Resté seul dans un carrefour, le prince inspecta les alentours, traversa rapidement une rue et s’approcha de la fenêtre éclairée d’une villa; il déplia alors un petit papier qu’il avait serré fortement dans la main droite pendant toute sa conversation avec Ivan Fiodorovitch et, à la faible lueur qui émanait de cette fenêtre, il lut ceci:

«Demain à sept heures du matin je serai sur le banc vert, dans le parc, et vous attendrai. Je me suis décidée à vous parler d’une affaire très importante et qui vous concerne directement.

«P. S. – J’espère que vous ne montrerez ce billet à personne. J’ai éprouvé un scrupule en vous faisant une pareille recommandation, mais à y bien réfléchir, vous la méritez. En l’ajoutant j’ai songé à votre caractère ridicule et j’ai rougi de honte.

«Deuxième P. S. – C’est ce même banc vert que je vous ai montré tantôt. Vous devriez avoir honte que je sois encore obligée de préciser cela.»

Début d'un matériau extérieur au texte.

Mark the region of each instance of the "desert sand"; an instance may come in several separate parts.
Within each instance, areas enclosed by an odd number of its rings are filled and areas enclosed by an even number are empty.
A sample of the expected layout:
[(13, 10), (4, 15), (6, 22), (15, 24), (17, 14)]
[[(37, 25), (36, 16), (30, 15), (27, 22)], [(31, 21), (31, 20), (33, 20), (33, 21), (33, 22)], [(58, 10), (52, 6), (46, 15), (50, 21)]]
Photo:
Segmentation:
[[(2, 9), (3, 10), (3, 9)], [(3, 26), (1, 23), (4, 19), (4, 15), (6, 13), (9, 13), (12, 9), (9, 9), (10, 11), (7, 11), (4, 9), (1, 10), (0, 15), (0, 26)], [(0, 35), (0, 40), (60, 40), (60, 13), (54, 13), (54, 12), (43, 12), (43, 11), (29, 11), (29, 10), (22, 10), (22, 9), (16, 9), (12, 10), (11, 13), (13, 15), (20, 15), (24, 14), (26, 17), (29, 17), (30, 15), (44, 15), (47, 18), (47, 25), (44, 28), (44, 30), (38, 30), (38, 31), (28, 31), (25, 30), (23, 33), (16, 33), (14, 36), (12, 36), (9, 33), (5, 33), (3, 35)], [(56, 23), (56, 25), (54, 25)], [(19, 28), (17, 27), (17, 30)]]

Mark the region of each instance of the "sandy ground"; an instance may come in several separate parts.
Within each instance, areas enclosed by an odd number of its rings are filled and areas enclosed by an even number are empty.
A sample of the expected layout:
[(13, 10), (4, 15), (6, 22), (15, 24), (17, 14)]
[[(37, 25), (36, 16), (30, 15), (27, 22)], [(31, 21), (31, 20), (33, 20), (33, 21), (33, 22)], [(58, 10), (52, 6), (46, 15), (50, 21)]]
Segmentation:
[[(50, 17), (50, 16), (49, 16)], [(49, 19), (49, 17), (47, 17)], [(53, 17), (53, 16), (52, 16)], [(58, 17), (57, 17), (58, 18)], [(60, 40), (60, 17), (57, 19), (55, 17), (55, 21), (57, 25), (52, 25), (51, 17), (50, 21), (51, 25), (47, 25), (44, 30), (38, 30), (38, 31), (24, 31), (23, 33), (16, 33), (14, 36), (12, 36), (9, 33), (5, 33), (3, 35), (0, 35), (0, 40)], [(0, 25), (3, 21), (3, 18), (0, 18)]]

Le billet avait été écrit à la hâte et plié négligemment, sans doute un instant avant la descente d’Aglaé sur la terrasse. Saisi d’une émotion indicible et qui confinait à l’effroi, le prince serra de nouveau avec force le petit papier dans sa main et s’éloigna de la fenêtre éclairée avec la précipitation d’un voleur surpris. Mais ce brusque mouvement le jeta contre un monsieur qui se trouvait juste derrière lui.